The following is a list of known PID failure modes and possible responses or fixes for each one of them. Note that in order to minimize the risk of the PID failing, governance should activate it only after the stableasset has a minimum, mandatory liquidity level on exchanges as well as plenty of users interacting with the system.

Market Manipulation

Although improbable (in case the PID is fed a TWAP feed for the stablecoin market price) after a stablecoin gets to scale, market manipulation is always a concern that can make the PID controller destabilize the system. In this scenario, governance has two options: pause the controller until there is more liquidity on exchanges or globally settle the system.

Lack of Liquidity on Exchanges

Governance must ensure at all times that there is enough stablecoins on exchanges vs stablecoins locked in other applications. This is why governance must specify two KPIs:

  1. An absolute minimum amount of liquidity that must be on the exchanges from which the PID is pulling market price data

  2. A minimum percentage of stablecoins out of the total outstanding supply that must be at all times on exchanges vs the percentage of stablecoins locked/used in other applications

In case the stablecoin liquidity drops below any of the two limits specified above, governance is advised to pause the PID and restart it only after the liquidity improves.
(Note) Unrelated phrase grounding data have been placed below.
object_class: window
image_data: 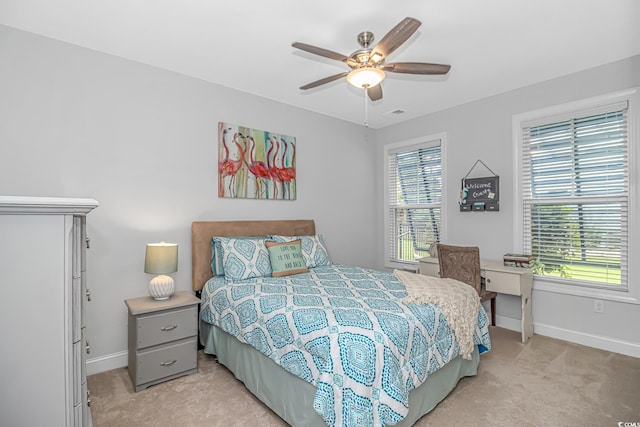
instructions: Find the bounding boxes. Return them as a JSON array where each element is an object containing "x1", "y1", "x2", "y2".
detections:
[
  {"x1": 384, "y1": 135, "x2": 445, "y2": 268},
  {"x1": 516, "y1": 91, "x2": 635, "y2": 292}
]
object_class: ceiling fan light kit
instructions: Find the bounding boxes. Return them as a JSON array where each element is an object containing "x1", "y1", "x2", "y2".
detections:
[
  {"x1": 346, "y1": 67, "x2": 385, "y2": 89},
  {"x1": 292, "y1": 17, "x2": 451, "y2": 102}
]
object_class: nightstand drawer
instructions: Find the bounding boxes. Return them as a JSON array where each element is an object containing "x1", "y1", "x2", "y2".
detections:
[
  {"x1": 135, "y1": 338, "x2": 197, "y2": 384},
  {"x1": 485, "y1": 270, "x2": 521, "y2": 295},
  {"x1": 136, "y1": 306, "x2": 197, "y2": 349}
]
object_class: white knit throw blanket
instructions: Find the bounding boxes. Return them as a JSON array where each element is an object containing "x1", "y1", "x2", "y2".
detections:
[{"x1": 394, "y1": 270, "x2": 481, "y2": 360}]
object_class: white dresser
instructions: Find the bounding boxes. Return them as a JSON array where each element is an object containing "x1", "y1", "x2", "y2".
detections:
[{"x1": 0, "y1": 196, "x2": 98, "y2": 427}]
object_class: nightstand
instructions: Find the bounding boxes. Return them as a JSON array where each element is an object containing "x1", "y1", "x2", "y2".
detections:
[{"x1": 125, "y1": 290, "x2": 200, "y2": 392}]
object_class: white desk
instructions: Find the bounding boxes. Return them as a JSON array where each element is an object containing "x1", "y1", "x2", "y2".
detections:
[{"x1": 418, "y1": 257, "x2": 533, "y2": 343}]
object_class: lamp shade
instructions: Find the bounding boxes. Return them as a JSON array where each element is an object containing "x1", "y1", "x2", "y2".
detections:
[
  {"x1": 144, "y1": 242, "x2": 178, "y2": 274},
  {"x1": 346, "y1": 67, "x2": 385, "y2": 89}
]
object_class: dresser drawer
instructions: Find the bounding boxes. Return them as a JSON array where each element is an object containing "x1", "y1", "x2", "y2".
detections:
[
  {"x1": 136, "y1": 306, "x2": 197, "y2": 349},
  {"x1": 135, "y1": 338, "x2": 197, "y2": 384},
  {"x1": 72, "y1": 340, "x2": 82, "y2": 405},
  {"x1": 485, "y1": 270, "x2": 521, "y2": 295},
  {"x1": 72, "y1": 276, "x2": 82, "y2": 343}
]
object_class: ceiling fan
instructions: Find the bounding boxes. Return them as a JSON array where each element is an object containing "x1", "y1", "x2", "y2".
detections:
[{"x1": 292, "y1": 17, "x2": 451, "y2": 101}]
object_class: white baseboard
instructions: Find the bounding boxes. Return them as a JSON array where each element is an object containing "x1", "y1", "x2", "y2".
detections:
[
  {"x1": 495, "y1": 314, "x2": 639, "y2": 358},
  {"x1": 495, "y1": 314, "x2": 521, "y2": 332},
  {"x1": 533, "y1": 322, "x2": 640, "y2": 358},
  {"x1": 87, "y1": 350, "x2": 128, "y2": 376}
]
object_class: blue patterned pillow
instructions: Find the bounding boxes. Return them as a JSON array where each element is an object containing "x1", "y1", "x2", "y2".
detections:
[
  {"x1": 210, "y1": 238, "x2": 225, "y2": 276},
  {"x1": 269, "y1": 234, "x2": 331, "y2": 268},
  {"x1": 215, "y1": 237, "x2": 272, "y2": 281},
  {"x1": 211, "y1": 236, "x2": 266, "y2": 276}
]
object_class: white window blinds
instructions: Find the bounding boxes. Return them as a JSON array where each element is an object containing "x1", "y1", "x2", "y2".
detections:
[
  {"x1": 521, "y1": 101, "x2": 629, "y2": 289},
  {"x1": 387, "y1": 140, "x2": 442, "y2": 265}
]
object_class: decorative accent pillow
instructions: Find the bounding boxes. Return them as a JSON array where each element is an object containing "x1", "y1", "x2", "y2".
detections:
[
  {"x1": 269, "y1": 234, "x2": 331, "y2": 268},
  {"x1": 266, "y1": 240, "x2": 309, "y2": 277},
  {"x1": 214, "y1": 237, "x2": 272, "y2": 281}
]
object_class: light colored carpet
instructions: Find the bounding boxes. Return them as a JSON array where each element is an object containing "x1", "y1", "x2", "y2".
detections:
[{"x1": 88, "y1": 327, "x2": 640, "y2": 426}]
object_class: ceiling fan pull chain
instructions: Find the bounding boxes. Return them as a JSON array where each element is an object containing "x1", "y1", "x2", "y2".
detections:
[{"x1": 364, "y1": 87, "x2": 369, "y2": 128}]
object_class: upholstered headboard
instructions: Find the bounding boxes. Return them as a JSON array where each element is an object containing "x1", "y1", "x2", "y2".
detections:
[{"x1": 191, "y1": 219, "x2": 316, "y2": 291}]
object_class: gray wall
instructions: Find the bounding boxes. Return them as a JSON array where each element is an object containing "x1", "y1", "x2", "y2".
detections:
[
  {"x1": 0, "y1": 25, "x2": 377, "y2": 372},
  {"x1": 376, "y1": 55, "x2": 640, "y2": 356},
  {"x1": 2, "y1": 23, "x2": 638, "y2": 370}
]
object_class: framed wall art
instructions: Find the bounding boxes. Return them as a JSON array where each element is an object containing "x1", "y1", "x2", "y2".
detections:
[{"x1": 218, "y1": 122, "x2": 296, "y2": 200}]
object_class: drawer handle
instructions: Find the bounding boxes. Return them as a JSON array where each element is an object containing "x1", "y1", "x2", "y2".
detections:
[
  {"x1": 161, "y1": 360, "x2": 177, "y2": 367},
  {"x1": 161, "y1": 325, "x2": 178, "y2": 331}
]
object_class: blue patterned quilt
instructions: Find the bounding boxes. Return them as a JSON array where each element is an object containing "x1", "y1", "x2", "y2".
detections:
[{"x1": 200, "y1": 264, "x2": 491, "y2": 427}]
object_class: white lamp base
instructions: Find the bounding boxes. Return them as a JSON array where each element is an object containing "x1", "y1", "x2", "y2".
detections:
[{"x1": 149, "y1": 275, "x2": 175, "y2": 300}]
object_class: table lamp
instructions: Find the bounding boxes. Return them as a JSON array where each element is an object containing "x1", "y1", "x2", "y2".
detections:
[{"x1": 144, "y1": 242, "x2": 178, "y2": 300}]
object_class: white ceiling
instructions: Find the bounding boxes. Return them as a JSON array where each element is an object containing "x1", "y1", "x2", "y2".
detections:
[{"x1": 2, "y1": 0, "x2": 639, "y2": 129}]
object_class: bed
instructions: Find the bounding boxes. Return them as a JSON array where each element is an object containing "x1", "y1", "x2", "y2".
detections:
[{"x1": 192, "y1": 220, "x2": 491, "y2": 427}]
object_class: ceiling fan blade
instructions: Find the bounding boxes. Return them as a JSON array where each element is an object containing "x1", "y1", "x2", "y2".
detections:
[
  {"x1": 300, "y1": 72, "x2": 349, "y2": 90},
  {"x1": 292, "y1": 42, "x2": 349, "y2": 62},
  {"x1": 384, "y1": 62, "x2": 451, "y2": 75},
  {"x1": 371, "y1": 17, "x2": 421, "y2": 59},
  {"x1": 367, "y1": 84, "x2": 383, "y2": 101}
]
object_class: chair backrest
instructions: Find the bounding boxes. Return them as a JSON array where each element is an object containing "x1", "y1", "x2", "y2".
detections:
[{"x1": 436, "y1": 243, "x2": 482, "y2": 295}]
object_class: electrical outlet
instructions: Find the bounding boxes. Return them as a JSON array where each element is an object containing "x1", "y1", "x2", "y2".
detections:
[{"x1": 594, "y1": 299, "x2": 604, "y2": 313}]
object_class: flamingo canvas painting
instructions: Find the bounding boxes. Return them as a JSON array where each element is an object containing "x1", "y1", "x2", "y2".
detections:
[{"x1": 218, "y1": 122, "x2": 297, "y2": 200}]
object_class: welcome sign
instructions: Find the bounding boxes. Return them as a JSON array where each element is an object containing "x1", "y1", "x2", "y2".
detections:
[{"x1": 460, "y1": 176, "x2": 499, "y2": 211}]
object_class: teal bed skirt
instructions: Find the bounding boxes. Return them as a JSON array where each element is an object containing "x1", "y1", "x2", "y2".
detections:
[{"x1": 200, "y1": 322, "x2": 480, "y2": 426}]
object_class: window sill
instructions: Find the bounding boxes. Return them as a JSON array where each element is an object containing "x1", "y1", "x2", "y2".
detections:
[
  {"x1": 533, "y1": 278, "x2": 640, "y2": 305},
  {"x1": 385, "y1": 261, "x2": 419, "y2": 273}
]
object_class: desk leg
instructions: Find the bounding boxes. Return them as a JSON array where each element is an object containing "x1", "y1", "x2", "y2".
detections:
[{"x1": 520, "y1": 289, "x2": 533, "y2": 343}]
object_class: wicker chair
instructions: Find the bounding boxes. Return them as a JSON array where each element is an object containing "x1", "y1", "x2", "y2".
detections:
[{"x1": 436, "y1": 243, "x2": 496, "y2": 326}]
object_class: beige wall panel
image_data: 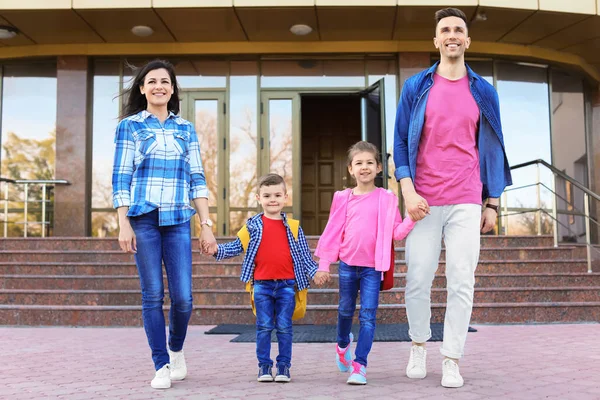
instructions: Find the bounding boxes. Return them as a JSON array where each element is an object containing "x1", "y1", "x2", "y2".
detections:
[
  {"x1": 500, "y1": 11, "x2": 589, "y2": 44},
  {"x1": 397, "y1": 0, "x2": 477, "y2": 5},
  {"x1": 468, "y1": 7, "x2": 534, "y2": 42},
  {"x1": 0, "y1": 10, "x2": 103, "y2": 44},
  {"x1": 0, "y1": 0, "x2": 70, "y2": 9},
  {"x1": 316, "y1": 0, "x2": 395, "y2": 5},
  {"x1": 478, "y1": 0, "x2": 537, "y2": 9},
  {"x1": 534, "y1": 15, "x2": 600, "y2": 49},
  {"x1": 153, "y1": 0, "x2": 233, "y2": 6},
  {"x1": 234, "y1": 0, "x2": 314, "y2": 6},
  {"x1": 394, "y1": 6, "x2": 476, "y2": 40},
  {"x1": 155, "y1": 8, "x2": 246, "y2": 41},
  {"x1": 77, "y1": 9, "x2": 174, "y2": 43},
  {"x1": 236, "y1": 7, "x2": 319, "y2": 41},
  {"x1": 539, "y1": 0, "x2": 596, "y2": 15},
  {"x1": 73, "y1": 0, "x2": 151, "y2": 8},
  {"x1": 0, "y1": 16, "x2": 35, "y2": 45},
  {"x1": 318, "y1": 7, "x2": 396, "y2": 40}
]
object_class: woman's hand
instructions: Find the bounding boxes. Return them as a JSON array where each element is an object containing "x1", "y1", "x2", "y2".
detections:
[
  {"x1": 199, "y1": 226, "x2": 217, "y2": 255},
  {"x1": 118, "y1": 220, "x2": 137, "y2": 253}
]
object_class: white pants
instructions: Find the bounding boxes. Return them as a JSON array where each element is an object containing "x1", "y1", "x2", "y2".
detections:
[{"x1": 405, "y1": 204, "x2": 481, "y2": 359}]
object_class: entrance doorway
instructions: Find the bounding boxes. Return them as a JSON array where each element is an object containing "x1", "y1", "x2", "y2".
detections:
[{"x1": 300, "y1": 95, "x2": 361, "y2": 235}]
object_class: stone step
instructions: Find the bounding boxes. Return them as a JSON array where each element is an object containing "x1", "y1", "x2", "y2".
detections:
[
  {"x1": 0, "y1": 246, "x2": 585, "y2": 263},
  {"x1": 2, "y1": 273, "x2": 600, "y2": 290},
  {"x1": 0, "y1": 235, "x2": 556, "y2": 251},
  {"x1": 1, "y1": 301, "x2": 599, "y2": 325},
  {"x1": 0, "y1": 259, "x2": 589, "y2": 276},
  {"x1": 2, "y1": 286, "x2": 599, "y2": 306}
]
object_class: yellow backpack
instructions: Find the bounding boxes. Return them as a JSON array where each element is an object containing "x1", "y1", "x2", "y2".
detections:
[{"x1": 238, "y1": 218, "x2": 308, "y2": 321}]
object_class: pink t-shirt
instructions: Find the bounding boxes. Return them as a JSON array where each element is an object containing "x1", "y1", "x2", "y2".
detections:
[
  {"x1": 337, "y1": 189, "x2": 380, "y2": 268},
  {"x1": 414, "y1": 73, "x2": 482, "y2": 206}
]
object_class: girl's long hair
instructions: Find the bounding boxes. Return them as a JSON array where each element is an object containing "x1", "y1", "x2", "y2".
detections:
[{"x1": 118, "y1": 59, "x2": 181, "y2": 120}]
NOTE: lack of liquidity will increase the risk of market manipulation (as seen in Proto RAI).

Skewed Incentives

In case governance sets up a system to incentivize the growth of a stablecoin, these incentives may interfere with the PID's and cause the system to become unstable. In this scenario, governance should look at the following solutions:

  1. Offer less growth incentives over a longer period of time

  2. Pause the controller until the growth campaign/s end

  3. Completely stop growth campaigns

  4. Find a way to incentivize market making alongside growth

Negative Feedback Turning Positive

There are cases when, even if there is no market manipulation, no skewed incentives and there's plenty of liquidity on exchanges, the market might not react to the redemption rate incentives and the redemption price would continue to go in a single direction for a long period of time.

In this scenario there are three possible solutions:

  1. Temporarily pause the PID and wait for the market to come closer toward redemption

  2. Temporarily pause the PID and build a second controller that modifies the stability fee. In this scenario the redemption rate controller would only be used when the market price is consistently above redemption and the stability fee controller would be used when the market price is below redemption. Choosing this option means that governance may need to have long term control over the TaxCollector and there will need to be more governance over rate setting in general.

  3. Trigger global settlement and allow the system to shut down using the redemption price.

Failure Prevention

In order to make market manipulation as expensive as possible, we propose the following liquidity thresholds for the H2O stablecoin:

  • There must be at least $2M worth of liquidity on the exchange/s that the H2O oracle is pulling a price feed from

  • At least 3% of the H2O supply must be on the exchange/s from which the system is pulling a price feed from

In addition to this, the PID controller should not be set to its full force right when H2O is launched as it may destabilize the system.